The authors ultimately conclude that converting pseudocode into a working production system in the domain of fault-tolerant computing is indeed a formidable challenge.
Strengths
- The authors provide multiple concrete reasons why building a production system based on a research paper is difficult. These reasons help the reader appreciate the need for a paper like this that documents the engineering perspective.
- The focus on testing is excellent. The testing framework is impressive, as it takes careful design and significant effort to create test cases for such a large distributed fault-tolerant system.
- The clean separation of the design into three main parts – Chubby, the fault-tolerant database, and fault-tolerant logging – is well-motivated. This separation means each component can be reused in other systems.
Weaknesses
- The paper focuses more on design and implementation challenges than on Paxos itself. A title like “Replication Using Fault Tolerance” might have been more accurate, though less recognizable.

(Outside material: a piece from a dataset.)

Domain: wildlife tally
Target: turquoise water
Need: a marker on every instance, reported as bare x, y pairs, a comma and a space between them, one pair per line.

- The catch-up mechanism for lagging replicas needs more detail. The authors are not sufficiently clear on how this is achieved in Multi-Paxos.
- There is very little information about the design of the locking mechanism. Given that the system relies heavily on multi-threading, more detail on the concurrency control aspects would have been valuable.
- The term “machine years” is used without a footnote explaining what it means, which could confuse readers unfamiliar with the term.
Discussion Questions
- Who maintains the lease on the replicas? Does the master control the lease? What happens when a replica holding a lease goes down and comes back up? Does it request a lease renewal? How does the renewal process work, and what is the time granularity?
- Regarding group memberships: can there be multiple groups, and if so, can a replica belong to multiple groups simultaneously?
- Since each snapshot is taken independently at each replica, can a replica end up replaying a snapshot from another replica even when some of the operations in that snapshot are already recorded locally? For example, if replica A has records up to sequence 9 and replica B has a snapshot containing sequences 5 through 15, will replica A replay sequences 5 through 15 from B’s snapshot, or only those after 9? What happens when a replica fails while replaying a snapshot? How does it roll back?
- Does the database described in the paper follow the ACID properties (Atomicity, Consistency, Isolation, and Durability)?
- What is the memory overhead of maintaining an additional table for checksums? Is there a mechanism to validate the consistency of the checksum table itself?
This review was written as part of CMU’s 18-845: Internet Services course.